Trabajo y embarazo: los sí y los no

Sin embargo, existen ciertas precauciones relativas al entorno en el que trabajas y el esfuerzo realizado. Después de todo, lo más importante en tu estado es cuidar tu salud y la del bebé en camino.

Sí a comunicar la noticia a tu empleador

La ley no te obliga a informar a tu empleador de tu embarazo, pero deberías hacerlo por tu propio bien. La empresa tiene la obligación de respetar tu contrato (no pueden despedirte porque te quedaste embarazada) y sabiendo tu estado será más fácil coordinar tus ausencias por controles médicos, o bien cambiarte algunas tareas si no estás en condición de realizarlas.

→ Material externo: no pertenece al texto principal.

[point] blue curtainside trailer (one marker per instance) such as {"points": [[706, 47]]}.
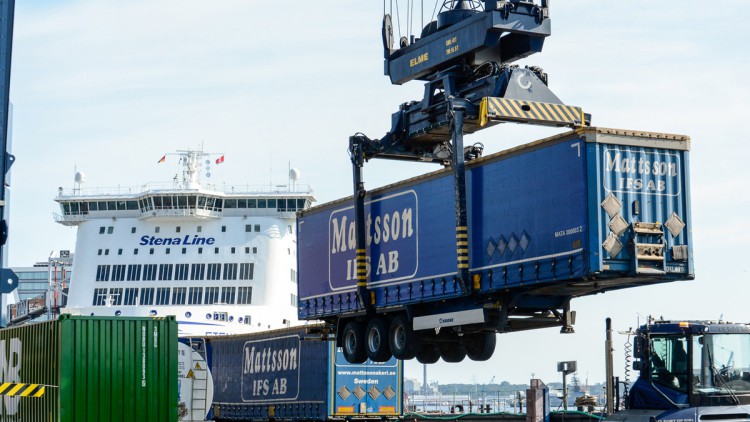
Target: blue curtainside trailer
{"points": [[286, 375], [576, 214]]}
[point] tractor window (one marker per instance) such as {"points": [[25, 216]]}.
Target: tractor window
{"points": [[669, 362]]}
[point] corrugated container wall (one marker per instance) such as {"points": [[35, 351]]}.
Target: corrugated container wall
{"points": [[286, 375], [90, 369]]}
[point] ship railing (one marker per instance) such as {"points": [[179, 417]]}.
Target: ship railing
{"points": [[161, 187]]}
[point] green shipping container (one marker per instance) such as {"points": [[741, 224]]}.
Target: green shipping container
{"points": [[89, 369]]}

Sí a reducir la jornada laboral

En los últimos 45 días del embarazo, lo aconsejable es que escuches a tu cuerpo y descanses todo lo necesario. Si es posible, procura trabajar menos horas en esta época, y en tareas que te sean livianas –por ejemplo, puedes dedicarte a capacitar a tu reemplazo. Si no puedes reducir tu jornada, tómate un día de descanso cuando lo creas conveniente.

Sí a la ropa cómoda

Por más que habitualmente vayas a trabajar muy elegante en faldas entalladas y tacones altos, ahora es muy importante que escojas prendas cómodas y que no te aprieten, para evitar las típicas molestias del embarazo.

No a los turnos variables

Si tienes un empleo que normalmente te exige cambiar de horario –por ejemplo, si eres camarera o trabajas en atención al cliente- es importante que mientras dure tu embarazo te respeten un horario y un día fijo a la semana para descansar. Los horarios rotativos interfieren con la calidad de sueño, y el buen descanso es muy importante para un embarazo saludable. Evita trabajar durante la noche, o en jornadas de más de 8 horas (esto puede ser difícil cuando eres autónoma).

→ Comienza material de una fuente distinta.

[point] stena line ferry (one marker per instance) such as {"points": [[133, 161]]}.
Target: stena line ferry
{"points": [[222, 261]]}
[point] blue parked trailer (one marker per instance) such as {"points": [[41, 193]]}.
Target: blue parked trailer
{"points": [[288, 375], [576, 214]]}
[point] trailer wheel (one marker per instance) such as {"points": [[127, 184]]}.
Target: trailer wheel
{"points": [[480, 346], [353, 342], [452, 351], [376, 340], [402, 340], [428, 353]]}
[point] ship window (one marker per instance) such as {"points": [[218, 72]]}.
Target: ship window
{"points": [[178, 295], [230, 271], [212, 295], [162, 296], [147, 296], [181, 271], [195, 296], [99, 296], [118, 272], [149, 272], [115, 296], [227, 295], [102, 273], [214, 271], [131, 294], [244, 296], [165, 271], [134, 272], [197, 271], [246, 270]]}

No a los esfuerzos físicos

Por supuesto que estando embarazada no deberías levantar peso, pero también puede perjudicarte permanecer demasiadas horas de pie, o en la misma posición. Si trabajas en una oficina haz recesos frecuentes para estirar las piernas, y recuerda mantenerte bien hidratada y comer algún bocadillo saludable entre comidas.

No a los entornos peligrosos

Desde ya que una embarazada no debe trabajar expuesta a la radiación, al contagio de enfermedades peligrosas, o a sustancias químicas. Pero tal vez no sepas que tampoco deberías trabajar con temperaturas muy elevadas ni demasiado frías.

Por último, un peligro que debes evitar es el estrés: sabemos que cualquier trabajo implica ciertas preocupaciones, pero en tu estado intenta tomártelo con la mayor calma posible, pide toda la ayuda que necesites, y si sientes que es demasiado para ti, consulta con tu médico para que te autorice a una baja prolongada.